Alexandre de Rainier de Droué, Marquis de Boisseleau (1650 – 8 October 1698) was a French aristocrat and soldier. He is known for his service on the Jacobite side during the Williamite War in Ireland.

==Biography==
Boisseleau received a commission in the French Royal Army and saw extensive service in the Franco-Dutch War. He was present at the Siege of Maastricht and Battle of Saint-Denis. He fought in the War of the Reunions, including at the Siege of Luxembourg.

He was one of many French soldiers sent to Ireland by Louis XIV to assist his cousin James II to keep hold of his Irish Crown. He fought alongside James' Irish Army, with the rank of major-general, in several military actions. In November 1689, Boisseleau led a Jacobite force in the unsuccessful Raid on Newry.
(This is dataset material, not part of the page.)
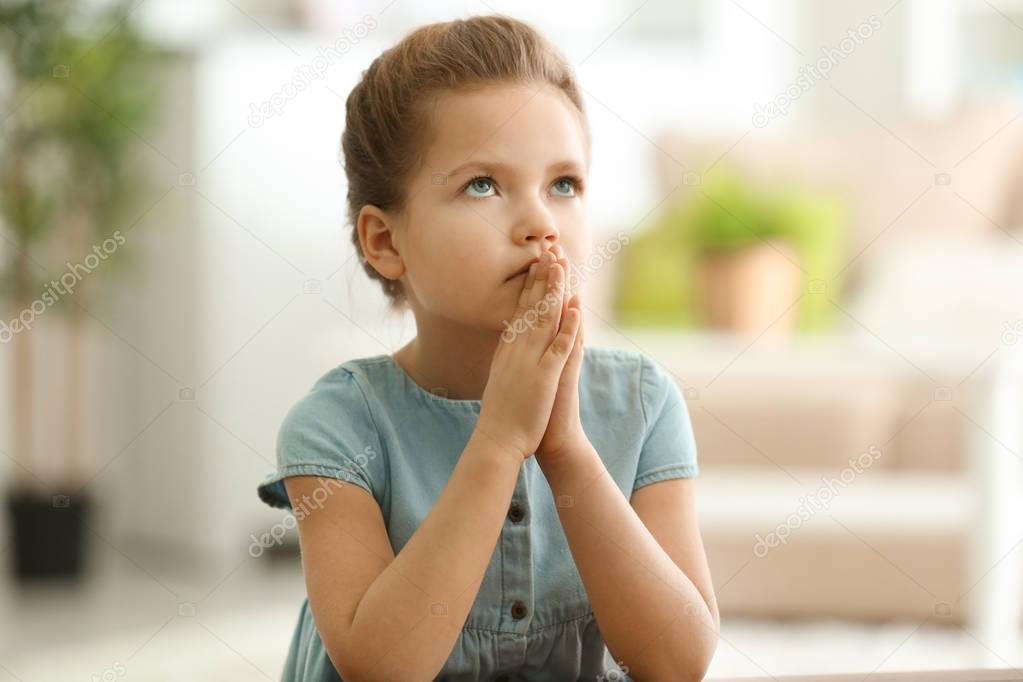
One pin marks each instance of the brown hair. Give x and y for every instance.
(387, 114)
The following summer he was present at the Battle of the Boyne. Although this was a major defeat for the Jacobite cause, his own reputation was enhanced due to his conduct on the battlefield.
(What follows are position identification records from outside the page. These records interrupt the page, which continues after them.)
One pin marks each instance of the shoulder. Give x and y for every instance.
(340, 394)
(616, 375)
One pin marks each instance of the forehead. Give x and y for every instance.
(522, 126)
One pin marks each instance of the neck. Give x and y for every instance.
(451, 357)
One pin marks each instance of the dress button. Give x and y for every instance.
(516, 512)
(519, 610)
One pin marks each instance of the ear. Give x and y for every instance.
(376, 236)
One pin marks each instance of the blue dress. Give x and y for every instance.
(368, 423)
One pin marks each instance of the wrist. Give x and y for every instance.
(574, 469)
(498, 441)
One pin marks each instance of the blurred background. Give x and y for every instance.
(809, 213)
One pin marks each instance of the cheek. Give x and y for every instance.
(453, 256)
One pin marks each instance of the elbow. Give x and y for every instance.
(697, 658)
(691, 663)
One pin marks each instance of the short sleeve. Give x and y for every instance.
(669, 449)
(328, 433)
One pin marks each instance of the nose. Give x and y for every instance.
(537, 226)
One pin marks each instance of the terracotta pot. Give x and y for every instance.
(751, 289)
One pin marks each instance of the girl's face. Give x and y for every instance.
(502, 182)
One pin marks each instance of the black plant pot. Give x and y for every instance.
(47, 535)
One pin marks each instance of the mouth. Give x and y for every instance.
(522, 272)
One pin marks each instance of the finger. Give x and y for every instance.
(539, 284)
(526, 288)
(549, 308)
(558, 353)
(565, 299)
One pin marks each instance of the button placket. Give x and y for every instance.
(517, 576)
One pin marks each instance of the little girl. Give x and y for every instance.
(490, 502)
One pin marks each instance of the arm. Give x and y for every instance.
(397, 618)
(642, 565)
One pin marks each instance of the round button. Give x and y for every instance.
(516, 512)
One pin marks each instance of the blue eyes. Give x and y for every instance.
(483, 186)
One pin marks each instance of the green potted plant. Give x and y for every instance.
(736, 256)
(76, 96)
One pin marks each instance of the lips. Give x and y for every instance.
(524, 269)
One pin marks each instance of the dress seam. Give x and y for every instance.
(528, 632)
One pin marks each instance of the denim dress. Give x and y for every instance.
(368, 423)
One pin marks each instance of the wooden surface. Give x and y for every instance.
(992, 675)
The same year he was instrumental in the successful defence of Limerick during the first Siege of Limerick. When many of his fellow French officers and Irish commanders wanted to abandon Limerick which they considered indefensible, Boisseleau sided with a group of Irish and British Jacobites led by Patrick Sarsfield who felt that the town could still be held. Boisseleau was appointed Governor of Limerick by King James' representative in Ireland the Richard Talbot, 1st Earl of Tyrconnell.
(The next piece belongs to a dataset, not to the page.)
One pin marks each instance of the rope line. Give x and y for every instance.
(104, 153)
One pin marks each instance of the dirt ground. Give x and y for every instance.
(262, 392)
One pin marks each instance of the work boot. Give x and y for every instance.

Following the siege, he requested permission from his French commander, Antoine Nompar de Caumont, to leave Ireland. He subsequently served in the French army in the Nine Years' War, including at the Siege of Namur and the Battle of Landen. On 3 January 1696 he received the rank of maréchal de camp; he died two years later.

==Bibliography==
- Childs, John. The Williamite Wars in Ireland. Bloomsbury Publishing, 2007.
- McNally, Michael. Battle of the Boyne 1690: The Irish Campaign for the English Crown. Osprey Publishing, 2005.